Atención a los cambios de agenda mediática dictada por la propaganda oficial: los formadores de opinión tuiteros y de la prensa tradicional se preparan en estas horas para mudarse de claustro académico para nutrir su discurso persuasivo. Ya no gritarán más: “¡lo dice la Ciencia!”. Ahora ensayan la orden: “¡lo dice la Ley!”. Mientras el Coronavirus sigue multiplicándose en los grandes centros urbanos y la cuarentena va cayendo por su propio peso, Alberto Fernández ya encara con premura su relato pospandémico, para ocuparse de lo que acaso más le importa a la jefa de la coalición gobernante: el escenario judicial.
Esta semana, la Corte Suprema de la Nación comenzó a levantar la feria judicial sanitaria, al tiempo que se reanuda el juicio oral por el curioso enriquecimiento de Lázaro Báez, y el resto de las causas contra Cristina Kirchner y compañía empiezan a quedar sin excusas para su ralentamiento. Con la negociación por la deuda estancada y la economía en terapia intensiva, la presión emocional al interior del Frente de Todos dejó expuestas sus grietas de origen. Por ese motivo, ya es tiempo de activar la cláusula fundamental del pacto de gobernabilidad K: los “presos políticos” -presentes y futuros- deben quedar libres de culpa y cargo de una vez por todas. Aunque incluso en el tema tribunalicio no hay una convergencia absoluta entre el albertismo, el cristinismo, el massismo y el peronismo federal, la reforma judicial puede darle el punto de apoyo a un Gobierno que busca ansiosamente su símbolo de paz interior.
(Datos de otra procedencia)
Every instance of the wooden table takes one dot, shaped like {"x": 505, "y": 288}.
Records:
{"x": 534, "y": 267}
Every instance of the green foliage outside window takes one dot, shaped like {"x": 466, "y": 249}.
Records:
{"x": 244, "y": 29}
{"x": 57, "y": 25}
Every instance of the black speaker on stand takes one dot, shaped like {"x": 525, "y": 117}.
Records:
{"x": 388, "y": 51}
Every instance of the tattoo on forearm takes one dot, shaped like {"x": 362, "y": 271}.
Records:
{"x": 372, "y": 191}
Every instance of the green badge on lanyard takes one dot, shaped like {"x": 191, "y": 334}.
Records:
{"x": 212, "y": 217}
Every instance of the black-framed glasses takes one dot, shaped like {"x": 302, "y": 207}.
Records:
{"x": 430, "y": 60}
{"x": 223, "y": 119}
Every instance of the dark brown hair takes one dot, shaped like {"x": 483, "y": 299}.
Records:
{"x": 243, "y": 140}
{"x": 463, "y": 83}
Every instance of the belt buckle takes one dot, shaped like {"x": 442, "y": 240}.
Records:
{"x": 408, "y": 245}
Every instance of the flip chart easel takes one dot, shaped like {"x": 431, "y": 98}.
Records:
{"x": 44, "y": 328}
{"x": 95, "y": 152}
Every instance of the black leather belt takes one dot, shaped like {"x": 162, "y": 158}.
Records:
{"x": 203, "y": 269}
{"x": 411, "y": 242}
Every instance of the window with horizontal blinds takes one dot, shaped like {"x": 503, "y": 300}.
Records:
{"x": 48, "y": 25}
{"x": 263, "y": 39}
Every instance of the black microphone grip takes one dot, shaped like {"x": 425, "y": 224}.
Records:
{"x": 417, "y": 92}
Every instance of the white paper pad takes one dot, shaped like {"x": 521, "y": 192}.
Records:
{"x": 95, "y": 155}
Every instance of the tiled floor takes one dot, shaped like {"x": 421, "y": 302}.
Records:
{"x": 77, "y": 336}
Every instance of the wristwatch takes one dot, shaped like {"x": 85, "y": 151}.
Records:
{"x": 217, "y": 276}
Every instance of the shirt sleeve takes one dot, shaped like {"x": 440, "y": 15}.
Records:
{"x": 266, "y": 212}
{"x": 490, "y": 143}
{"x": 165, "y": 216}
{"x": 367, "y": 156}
Esa reforma judicial que el Presidente promete motorizar en breve, supone la revisión del número de miembros de la Corte, el lanzamiento de una bomba neutrónica sobre Comodoro Py y la revisión de mecanismos de asignación de jueces y fiscales, entre otras maniobras que luzcan como saneamiento pero que, en realidad, funcionen como garantía de control por parte del kirchnerismo. Para darle la legitimidad mínima que se necesita para encuadrarla institucionalmente, Alberto Fernández busca el apoyo o al menos la tolerancia cómplice de aliados tácticos en la oposición, algunos de ellos cultivados durante el miedo pandémico. La nueva versión del Pacto de Olivos entre peronismo y no peronismo parece que será viral, o no será. O sea que es ahora o nunca.
Lo que no está claro todavía es si ese eventual pacto judicial entre oficialismo y oposición para una reforma “por las buenas” incluiría garantías sobre la libertad futura de Mauricio Macri y su núcleo duro, o si precisamente el plan K es proponerlo como el chivo expiatorio perfecto para justificar lo injustificable: si desde hace años los políticos y la prensa multicolor vienen asociando la debacle nacional con la corrupción, ¿cómo podría sostenerse la absolución de todo el elenco K, precisamente en medio de la peor recesión de la historia argentina? Alguien tiene que pagar.
Pero además de los costos políticos y simbólicos, la crisis actual plantea una factura colectiva que, como sucedió luego del 2001, le tocará repartir a la Justicia entre los hogares argentinos, arbitrando entre ricos y pobres pero también entre no tan ricos y no tan pobres. Las consecuencias de un salvataje caótico y asimétrico lanzado por el Estado para aplacar la furia y el pánico de la sociedad civil ante el derrumbe económico generalizado amenazan con una catarata de amparos y otros pedidos de arbitraje del Poder Judicial entre millones de actores afectados. Tal como sucedió tras el estallido de la Convertibilidad, la Argentina vuelva acaso a mirar a los jueces como los encargados de resolver aquellos dilemas que ni legisladores ni funcionarios del Ejecutivo pudieron superar. Pero ese proceso de empoderamiento algo aberrante y espasmódico de los magistrados quizá se despliegue justo cuando todo el Poder Judicial esté en tela de juicio por la reforma K para salvar a Cristina. Una paradoja que traerá de todo, menos previsibilidad a la ya patológicamente incierta economía nacional. Será por eso que el Presidente le acaba de decir al Financial Times que no cree mucho en hacer planes.